Après 2018, le droit de douane sur le sucre au sein de la Communauté économique de l’ASEAN sera supprimé totalement, ce qui entraînera une forte pression sur l’industrie sucrière vietnamienne. Entretien.
Hanoi, (VNA) – Après 2018, le droit de douane sur le sucre au sein de la Communauté économique de l’ASEAN sera supprimé totalement, ce qui entraînera une forte pression sur l’industrie sucrière vietnamienne. Entretien avec Pham Quôc Doanh, président de l’Association de la canne à sucre du Vietnam.
 L’industrie sucrière cherche à mieux s’intégrer dans la région ảnh 1Pham Quôc Doanh, président de l’Association de la canne à sucre du Vietnam. Photo: CVN
- Depuis la création de la Communauté économique de l’ASEAN (Association des nations de l’Asie du Sud-Est), notre industrie sucrière s’active pour améliorer sa compétitivité, mais fait face à maintes difficultés. Quelle est la situation sur ce point ?
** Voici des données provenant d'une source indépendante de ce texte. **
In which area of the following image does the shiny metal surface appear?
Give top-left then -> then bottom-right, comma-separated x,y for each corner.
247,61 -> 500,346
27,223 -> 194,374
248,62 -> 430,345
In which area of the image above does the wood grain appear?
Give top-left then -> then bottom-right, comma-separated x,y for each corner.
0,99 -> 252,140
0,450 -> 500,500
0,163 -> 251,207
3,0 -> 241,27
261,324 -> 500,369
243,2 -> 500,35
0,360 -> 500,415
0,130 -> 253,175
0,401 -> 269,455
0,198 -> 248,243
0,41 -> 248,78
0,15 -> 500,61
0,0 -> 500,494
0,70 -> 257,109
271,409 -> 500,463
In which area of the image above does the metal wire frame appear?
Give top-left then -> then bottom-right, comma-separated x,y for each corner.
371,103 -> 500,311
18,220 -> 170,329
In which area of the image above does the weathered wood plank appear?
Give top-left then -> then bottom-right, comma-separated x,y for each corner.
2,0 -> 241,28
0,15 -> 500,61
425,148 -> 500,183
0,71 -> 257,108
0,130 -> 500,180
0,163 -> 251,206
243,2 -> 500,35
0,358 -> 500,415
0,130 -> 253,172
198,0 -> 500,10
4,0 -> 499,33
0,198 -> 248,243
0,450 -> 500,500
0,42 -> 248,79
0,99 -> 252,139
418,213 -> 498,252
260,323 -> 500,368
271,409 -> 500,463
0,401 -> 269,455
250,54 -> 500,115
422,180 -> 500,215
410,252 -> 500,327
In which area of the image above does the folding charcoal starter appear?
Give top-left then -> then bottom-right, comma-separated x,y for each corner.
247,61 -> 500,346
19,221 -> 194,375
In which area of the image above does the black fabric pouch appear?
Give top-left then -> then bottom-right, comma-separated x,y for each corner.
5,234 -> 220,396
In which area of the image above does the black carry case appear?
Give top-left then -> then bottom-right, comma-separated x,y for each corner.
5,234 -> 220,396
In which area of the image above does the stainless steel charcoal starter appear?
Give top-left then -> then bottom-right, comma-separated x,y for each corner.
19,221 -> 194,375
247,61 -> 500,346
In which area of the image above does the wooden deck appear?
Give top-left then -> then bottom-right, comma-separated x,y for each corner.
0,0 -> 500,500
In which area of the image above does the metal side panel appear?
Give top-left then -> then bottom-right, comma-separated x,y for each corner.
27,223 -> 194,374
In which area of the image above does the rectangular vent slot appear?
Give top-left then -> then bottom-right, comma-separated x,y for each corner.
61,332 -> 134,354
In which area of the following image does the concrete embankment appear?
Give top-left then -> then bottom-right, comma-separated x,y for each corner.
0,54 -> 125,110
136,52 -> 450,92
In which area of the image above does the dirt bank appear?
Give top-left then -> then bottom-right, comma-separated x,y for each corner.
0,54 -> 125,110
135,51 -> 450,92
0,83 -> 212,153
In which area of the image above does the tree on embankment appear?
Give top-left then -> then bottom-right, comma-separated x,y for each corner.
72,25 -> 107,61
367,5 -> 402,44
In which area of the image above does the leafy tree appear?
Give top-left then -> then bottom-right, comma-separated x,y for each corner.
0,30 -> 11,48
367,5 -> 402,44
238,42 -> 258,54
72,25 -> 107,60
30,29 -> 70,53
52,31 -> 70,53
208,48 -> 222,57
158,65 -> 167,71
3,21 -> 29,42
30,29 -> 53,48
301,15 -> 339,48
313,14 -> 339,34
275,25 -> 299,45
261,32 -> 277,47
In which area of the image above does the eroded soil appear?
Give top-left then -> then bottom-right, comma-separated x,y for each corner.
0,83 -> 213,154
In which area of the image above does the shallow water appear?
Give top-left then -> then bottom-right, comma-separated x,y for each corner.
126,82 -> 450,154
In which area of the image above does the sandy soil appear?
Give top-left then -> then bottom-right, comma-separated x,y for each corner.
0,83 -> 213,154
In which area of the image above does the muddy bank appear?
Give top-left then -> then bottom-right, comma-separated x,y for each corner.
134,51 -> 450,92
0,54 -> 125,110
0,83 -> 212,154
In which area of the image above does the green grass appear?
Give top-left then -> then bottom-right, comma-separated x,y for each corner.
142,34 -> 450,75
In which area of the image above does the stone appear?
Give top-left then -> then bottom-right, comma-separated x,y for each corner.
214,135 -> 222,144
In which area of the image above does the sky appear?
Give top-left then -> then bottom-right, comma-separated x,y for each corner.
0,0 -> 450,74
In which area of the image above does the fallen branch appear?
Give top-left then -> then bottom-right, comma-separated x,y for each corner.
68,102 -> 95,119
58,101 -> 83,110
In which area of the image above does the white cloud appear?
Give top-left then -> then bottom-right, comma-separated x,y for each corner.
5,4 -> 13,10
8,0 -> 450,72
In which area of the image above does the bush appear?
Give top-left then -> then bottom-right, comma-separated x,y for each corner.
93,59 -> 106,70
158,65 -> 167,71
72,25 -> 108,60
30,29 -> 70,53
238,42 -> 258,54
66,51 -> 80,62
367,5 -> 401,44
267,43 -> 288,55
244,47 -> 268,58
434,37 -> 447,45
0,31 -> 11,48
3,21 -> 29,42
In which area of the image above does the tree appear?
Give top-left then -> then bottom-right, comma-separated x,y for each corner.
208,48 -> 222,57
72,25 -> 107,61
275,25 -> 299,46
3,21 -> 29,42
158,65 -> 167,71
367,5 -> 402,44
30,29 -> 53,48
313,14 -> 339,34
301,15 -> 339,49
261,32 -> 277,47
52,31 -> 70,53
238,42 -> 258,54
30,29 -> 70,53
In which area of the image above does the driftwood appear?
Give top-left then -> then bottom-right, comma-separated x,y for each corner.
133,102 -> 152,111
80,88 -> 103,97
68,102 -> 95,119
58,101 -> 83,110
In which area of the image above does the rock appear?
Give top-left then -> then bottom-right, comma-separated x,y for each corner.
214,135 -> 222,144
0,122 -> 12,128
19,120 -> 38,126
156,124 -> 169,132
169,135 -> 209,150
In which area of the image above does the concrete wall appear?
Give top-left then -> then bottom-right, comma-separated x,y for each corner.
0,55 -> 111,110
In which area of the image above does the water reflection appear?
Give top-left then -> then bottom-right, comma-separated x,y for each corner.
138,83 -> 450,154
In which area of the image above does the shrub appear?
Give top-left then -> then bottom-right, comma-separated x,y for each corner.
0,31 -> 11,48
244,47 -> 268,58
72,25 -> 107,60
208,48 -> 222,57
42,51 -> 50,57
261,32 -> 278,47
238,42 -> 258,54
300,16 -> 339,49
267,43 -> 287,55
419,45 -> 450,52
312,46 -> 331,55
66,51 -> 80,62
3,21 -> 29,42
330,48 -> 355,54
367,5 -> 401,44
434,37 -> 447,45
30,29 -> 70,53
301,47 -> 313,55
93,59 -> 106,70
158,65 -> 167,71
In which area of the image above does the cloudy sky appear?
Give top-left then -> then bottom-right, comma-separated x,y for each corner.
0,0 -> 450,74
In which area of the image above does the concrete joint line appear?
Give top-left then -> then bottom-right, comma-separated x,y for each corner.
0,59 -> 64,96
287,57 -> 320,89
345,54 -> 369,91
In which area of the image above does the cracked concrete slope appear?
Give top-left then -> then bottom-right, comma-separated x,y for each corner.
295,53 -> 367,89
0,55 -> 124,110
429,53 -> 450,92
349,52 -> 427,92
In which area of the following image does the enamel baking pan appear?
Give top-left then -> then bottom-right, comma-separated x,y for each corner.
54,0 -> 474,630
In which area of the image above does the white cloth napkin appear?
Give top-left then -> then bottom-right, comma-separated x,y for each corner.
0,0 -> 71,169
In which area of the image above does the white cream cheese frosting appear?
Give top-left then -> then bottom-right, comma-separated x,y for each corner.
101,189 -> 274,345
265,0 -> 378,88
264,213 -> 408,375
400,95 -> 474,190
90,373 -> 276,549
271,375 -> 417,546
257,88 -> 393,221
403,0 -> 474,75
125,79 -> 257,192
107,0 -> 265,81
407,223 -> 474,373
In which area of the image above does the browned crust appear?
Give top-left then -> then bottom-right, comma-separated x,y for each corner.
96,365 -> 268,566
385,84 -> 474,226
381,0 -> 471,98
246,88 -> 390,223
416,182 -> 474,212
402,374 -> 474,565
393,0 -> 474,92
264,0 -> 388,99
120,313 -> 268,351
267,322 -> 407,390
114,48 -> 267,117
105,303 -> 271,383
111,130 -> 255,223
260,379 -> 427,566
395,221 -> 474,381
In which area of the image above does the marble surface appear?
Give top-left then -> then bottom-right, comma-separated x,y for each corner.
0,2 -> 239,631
Le pays compte 41 usines de transformation de la canne à sucre qui sont approvisionnées par environ 300.000 hectares de cultures. Elles présentent encore des faiblesses malgré l’augmentation considérable de leur rentabilité. Alors que le pays s’intègre profondément à l’économie régionale et mondiale, le secteur du sucre est devant de grands défis en termes de coûts de production, de prix de vente, de productivité, notamment de rendement des cultures. Parmi ces faiblesses, par exemple, un rendement au Vietnam de 64 tonnes par hectare contre une moyenne mondiale de 70 tonnes, des cultures sporadi-ques, sans mécanisation ni appli-cation de nouvelles technologies, ou encore, un risque constant de manque de main-d’œuvre pour les usines de transformation.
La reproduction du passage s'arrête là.